French Onion Soup Dumplings (adapted from Kerry Saretsky’s recipe on Serious Eats)
one package wonton wrappers (available at most grocery stores in the refrigerated section by the fresh vegetables)
1 cup Gruyère, grated
1/3 cup Parmesan, grated
1 red onion, thinly sliced
2 sweet yellow onions, thinly sliced
1/2 tablespoon sugar
Salt and pepper
1/4 cup cognac
1/2 cup dry white wine
1 cup beef stock
1 bay leaf
The leaves of 4 sprigs thyme
First, thinly slice all onions. Melt butter on medium low heat in a large saute pan and add onions, sugar, salt and pepper. I always use a large saute pan because I’m paranoid about “crowding” my onions – a phrase I’ve heard used and still don’t quite understand what it means. But I’m not going to crowd these guys darn it. Cook onions down until soft and carmelized, approximately 30 minutes.
Add cognac, wine, beef stock, bay leaf and thyme. Make sure you take the pan off the burner before you add the cognac, or you risk setting everything on fire. I think there’s a better way to detail what will happen if you don’t remove from the flame, but I know it’s not good. Simmer on low for an additional 30 minutes.

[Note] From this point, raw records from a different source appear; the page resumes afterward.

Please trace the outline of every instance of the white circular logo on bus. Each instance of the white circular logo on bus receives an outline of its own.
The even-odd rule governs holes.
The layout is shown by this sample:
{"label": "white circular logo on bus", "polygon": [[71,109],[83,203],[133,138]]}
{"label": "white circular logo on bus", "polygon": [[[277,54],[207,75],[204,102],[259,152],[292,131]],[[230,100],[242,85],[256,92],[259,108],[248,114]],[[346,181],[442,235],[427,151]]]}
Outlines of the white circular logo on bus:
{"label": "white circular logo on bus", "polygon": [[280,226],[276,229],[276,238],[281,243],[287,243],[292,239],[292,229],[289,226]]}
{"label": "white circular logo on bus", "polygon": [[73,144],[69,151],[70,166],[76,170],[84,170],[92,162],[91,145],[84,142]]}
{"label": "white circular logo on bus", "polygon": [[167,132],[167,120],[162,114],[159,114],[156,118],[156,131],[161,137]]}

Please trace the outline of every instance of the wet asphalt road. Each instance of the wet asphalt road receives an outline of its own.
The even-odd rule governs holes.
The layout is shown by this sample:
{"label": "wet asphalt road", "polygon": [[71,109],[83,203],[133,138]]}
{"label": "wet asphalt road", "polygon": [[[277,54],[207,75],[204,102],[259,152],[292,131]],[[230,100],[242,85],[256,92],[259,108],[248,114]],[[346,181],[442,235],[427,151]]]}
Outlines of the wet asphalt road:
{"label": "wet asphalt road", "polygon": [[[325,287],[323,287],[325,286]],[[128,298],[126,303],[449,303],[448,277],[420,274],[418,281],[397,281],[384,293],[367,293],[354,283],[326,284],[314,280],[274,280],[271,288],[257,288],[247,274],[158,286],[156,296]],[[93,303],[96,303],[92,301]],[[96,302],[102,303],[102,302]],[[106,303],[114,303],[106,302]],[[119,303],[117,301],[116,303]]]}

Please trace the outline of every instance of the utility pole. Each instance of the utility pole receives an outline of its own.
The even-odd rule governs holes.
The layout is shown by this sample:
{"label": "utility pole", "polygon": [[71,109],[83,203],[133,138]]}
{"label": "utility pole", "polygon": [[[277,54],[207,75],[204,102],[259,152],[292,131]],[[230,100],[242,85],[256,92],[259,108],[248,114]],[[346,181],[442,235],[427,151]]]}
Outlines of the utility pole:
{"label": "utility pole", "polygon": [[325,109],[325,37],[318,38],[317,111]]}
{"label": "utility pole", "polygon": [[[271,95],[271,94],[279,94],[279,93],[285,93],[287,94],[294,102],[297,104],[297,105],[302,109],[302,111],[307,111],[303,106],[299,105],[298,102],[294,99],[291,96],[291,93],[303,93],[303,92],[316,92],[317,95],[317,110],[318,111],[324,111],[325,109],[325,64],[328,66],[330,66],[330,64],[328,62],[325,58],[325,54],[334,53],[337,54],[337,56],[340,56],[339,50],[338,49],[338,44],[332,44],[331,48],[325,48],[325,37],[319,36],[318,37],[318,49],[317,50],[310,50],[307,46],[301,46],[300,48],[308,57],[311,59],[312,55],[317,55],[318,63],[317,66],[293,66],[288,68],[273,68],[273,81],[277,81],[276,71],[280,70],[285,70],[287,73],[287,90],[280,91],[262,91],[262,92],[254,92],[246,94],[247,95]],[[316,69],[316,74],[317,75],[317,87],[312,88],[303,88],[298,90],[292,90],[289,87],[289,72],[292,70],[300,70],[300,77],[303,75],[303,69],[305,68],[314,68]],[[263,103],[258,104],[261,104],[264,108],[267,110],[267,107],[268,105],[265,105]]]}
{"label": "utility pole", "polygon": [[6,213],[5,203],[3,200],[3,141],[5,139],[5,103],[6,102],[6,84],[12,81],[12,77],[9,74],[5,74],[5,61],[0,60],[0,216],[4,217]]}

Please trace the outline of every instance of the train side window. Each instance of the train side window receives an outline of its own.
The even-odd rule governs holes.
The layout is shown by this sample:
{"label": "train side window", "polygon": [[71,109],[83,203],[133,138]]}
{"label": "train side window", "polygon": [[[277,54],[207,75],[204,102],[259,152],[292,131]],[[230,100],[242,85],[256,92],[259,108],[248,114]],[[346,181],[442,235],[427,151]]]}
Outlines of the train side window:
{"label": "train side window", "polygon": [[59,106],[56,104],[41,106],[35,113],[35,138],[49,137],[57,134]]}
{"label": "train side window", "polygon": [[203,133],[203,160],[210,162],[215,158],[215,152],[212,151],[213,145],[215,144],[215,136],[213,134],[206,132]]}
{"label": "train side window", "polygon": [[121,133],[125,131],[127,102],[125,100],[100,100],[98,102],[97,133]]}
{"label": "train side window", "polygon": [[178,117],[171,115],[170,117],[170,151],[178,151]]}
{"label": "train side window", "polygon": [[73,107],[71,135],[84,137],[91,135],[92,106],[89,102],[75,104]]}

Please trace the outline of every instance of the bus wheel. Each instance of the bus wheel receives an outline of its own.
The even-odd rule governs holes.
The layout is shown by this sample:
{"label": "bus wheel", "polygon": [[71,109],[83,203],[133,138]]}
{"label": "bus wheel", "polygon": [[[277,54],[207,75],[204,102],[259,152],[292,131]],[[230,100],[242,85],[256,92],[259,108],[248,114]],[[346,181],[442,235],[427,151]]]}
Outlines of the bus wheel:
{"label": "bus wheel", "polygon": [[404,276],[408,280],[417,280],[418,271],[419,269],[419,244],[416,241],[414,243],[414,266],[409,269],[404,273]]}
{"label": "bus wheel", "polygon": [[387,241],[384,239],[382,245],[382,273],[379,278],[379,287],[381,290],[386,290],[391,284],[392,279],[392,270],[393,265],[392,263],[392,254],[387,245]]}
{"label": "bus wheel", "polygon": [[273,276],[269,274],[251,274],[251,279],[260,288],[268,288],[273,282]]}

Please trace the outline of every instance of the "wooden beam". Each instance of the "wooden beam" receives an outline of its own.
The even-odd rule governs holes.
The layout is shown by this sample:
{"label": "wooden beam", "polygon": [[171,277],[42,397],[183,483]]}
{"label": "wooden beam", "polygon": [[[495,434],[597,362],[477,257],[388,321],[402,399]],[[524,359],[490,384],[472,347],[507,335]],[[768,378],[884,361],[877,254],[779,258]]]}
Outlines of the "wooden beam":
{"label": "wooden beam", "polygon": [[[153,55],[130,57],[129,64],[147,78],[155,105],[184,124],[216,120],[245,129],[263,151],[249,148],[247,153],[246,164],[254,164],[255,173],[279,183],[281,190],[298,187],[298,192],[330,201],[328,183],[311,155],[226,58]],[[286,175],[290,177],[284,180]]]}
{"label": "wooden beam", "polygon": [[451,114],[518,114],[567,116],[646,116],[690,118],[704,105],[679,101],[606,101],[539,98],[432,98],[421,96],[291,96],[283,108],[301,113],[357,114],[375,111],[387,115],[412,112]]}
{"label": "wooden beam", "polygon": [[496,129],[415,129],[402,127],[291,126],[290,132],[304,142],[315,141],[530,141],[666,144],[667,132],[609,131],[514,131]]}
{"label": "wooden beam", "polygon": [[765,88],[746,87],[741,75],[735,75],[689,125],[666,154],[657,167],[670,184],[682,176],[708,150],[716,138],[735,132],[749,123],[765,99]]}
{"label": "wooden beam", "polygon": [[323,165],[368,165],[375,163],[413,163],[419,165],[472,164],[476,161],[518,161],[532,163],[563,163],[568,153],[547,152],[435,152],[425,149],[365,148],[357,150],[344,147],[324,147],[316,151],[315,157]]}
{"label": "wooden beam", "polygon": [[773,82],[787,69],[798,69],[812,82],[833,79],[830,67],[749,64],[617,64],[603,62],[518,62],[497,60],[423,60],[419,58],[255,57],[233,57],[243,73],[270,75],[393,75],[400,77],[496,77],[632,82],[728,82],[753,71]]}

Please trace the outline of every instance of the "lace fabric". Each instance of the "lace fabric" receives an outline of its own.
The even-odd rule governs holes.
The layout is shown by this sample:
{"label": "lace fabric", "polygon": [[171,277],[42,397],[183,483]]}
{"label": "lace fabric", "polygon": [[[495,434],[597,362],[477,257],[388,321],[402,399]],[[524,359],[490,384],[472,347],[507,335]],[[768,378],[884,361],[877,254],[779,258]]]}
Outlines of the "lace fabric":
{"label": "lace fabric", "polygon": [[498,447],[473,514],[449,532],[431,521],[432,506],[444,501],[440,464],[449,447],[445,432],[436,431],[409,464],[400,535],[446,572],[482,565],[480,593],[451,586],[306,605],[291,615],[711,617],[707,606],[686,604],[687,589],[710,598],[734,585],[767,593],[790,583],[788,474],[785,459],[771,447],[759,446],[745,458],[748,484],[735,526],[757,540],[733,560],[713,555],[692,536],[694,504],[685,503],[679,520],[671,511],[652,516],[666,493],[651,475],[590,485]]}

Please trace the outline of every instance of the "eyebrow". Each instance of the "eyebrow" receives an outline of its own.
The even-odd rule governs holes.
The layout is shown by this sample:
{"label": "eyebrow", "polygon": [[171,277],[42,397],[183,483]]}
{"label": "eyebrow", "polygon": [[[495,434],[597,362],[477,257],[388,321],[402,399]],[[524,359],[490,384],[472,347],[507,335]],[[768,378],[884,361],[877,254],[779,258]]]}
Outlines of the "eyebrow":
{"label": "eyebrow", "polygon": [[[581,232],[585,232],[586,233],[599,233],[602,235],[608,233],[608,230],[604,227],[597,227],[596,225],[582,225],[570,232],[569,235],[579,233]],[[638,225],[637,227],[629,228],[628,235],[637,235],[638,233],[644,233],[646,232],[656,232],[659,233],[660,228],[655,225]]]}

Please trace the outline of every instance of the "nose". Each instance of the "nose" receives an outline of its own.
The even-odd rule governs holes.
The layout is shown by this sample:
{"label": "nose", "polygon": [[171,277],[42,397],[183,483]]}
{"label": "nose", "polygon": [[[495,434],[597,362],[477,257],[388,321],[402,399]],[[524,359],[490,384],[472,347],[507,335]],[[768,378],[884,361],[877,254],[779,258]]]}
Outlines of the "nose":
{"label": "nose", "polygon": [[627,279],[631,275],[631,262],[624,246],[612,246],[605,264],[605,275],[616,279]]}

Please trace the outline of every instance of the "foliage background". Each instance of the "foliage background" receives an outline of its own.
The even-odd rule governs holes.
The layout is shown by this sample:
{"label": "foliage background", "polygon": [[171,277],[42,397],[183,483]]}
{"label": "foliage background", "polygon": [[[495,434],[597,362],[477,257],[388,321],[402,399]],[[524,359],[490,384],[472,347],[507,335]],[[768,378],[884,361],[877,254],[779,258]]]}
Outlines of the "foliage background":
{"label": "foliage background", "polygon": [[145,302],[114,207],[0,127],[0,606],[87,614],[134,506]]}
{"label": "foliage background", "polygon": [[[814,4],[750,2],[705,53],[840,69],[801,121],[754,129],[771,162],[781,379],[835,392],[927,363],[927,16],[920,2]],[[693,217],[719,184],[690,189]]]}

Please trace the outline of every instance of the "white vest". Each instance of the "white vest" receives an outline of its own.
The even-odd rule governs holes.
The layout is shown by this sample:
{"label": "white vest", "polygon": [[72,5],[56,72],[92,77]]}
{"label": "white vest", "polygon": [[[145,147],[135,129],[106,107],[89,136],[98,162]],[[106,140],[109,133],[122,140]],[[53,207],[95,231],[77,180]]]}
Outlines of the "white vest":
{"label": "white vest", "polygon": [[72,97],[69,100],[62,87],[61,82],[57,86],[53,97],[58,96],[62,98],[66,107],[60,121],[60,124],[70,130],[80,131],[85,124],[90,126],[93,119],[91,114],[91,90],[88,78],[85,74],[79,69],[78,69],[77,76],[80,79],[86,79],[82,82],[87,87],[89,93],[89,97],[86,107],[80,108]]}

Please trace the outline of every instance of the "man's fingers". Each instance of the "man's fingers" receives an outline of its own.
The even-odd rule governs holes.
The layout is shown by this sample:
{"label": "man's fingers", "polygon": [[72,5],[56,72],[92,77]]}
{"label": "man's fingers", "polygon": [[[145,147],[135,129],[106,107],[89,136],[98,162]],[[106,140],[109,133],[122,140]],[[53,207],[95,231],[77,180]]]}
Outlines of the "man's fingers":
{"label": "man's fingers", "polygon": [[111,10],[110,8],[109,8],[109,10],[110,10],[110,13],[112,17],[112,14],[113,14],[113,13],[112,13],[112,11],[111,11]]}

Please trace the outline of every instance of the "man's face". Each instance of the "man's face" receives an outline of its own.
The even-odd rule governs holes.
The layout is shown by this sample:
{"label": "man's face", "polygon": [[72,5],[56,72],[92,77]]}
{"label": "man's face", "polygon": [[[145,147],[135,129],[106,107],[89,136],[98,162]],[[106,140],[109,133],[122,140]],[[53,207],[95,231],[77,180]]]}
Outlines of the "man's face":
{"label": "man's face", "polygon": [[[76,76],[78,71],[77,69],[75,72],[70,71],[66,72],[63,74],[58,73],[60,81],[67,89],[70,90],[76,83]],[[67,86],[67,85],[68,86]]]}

Strain the onions and save the broth they were cooking in. Get rid of the bay leaf. Lay out the wonton wrappers. Brush each wrapper liberally with the broth.
I will say, mine turned out a little chewy. I read the comments on the original recipe and saw similar trends. I think the next time I make these I will also brush the outsides of the wrappers and consider putting a little broth at the bottom of my muffin tin to steam.
Spoon 1-2 teaspoons of the onion mixture in the center of each wonton wrapper. I thought this didn’t seem like much, but its harder than you would think to get these to seal. I actually ended up scooping a little bit out of each one shown in the below picture.
Now all of the recipes I’ve seen tell you to make a beggars purse with the wonton/filling. I had to google it. Basically, you bring all of the sides and corners together and pinch until closed. I started by pinching two corners together, and then folding the remaining 2 corners in on themselves, squeezing really hard and saying a prayer it would all come together.
I then placed each bundle in a mini muffin tin (my muffin tin is non-stick, so I do not know if there will be a sticking issue with a regular tin). The original recipe said to place seam side down, which I read as “upside down”. I was terrified the filling would all leak out, so I placed seam side up. I think next time I will place seam side down however, as everything stayed together quite nicely. I think it will help with the steaming of the dumpling wrapper and cut down on chewiness.
Liberally cover each dumpling with a mixture of the cheese. Bake in a 350 degree oven for 5 minutes, and then place in the broiler until the cheese is melted and bubbly.
I love how unique this idea is. I definitely will be adding to my entertaining rotation and will likely be trying to figure out what other delicious fillings can go into a wonton. I’m hooked.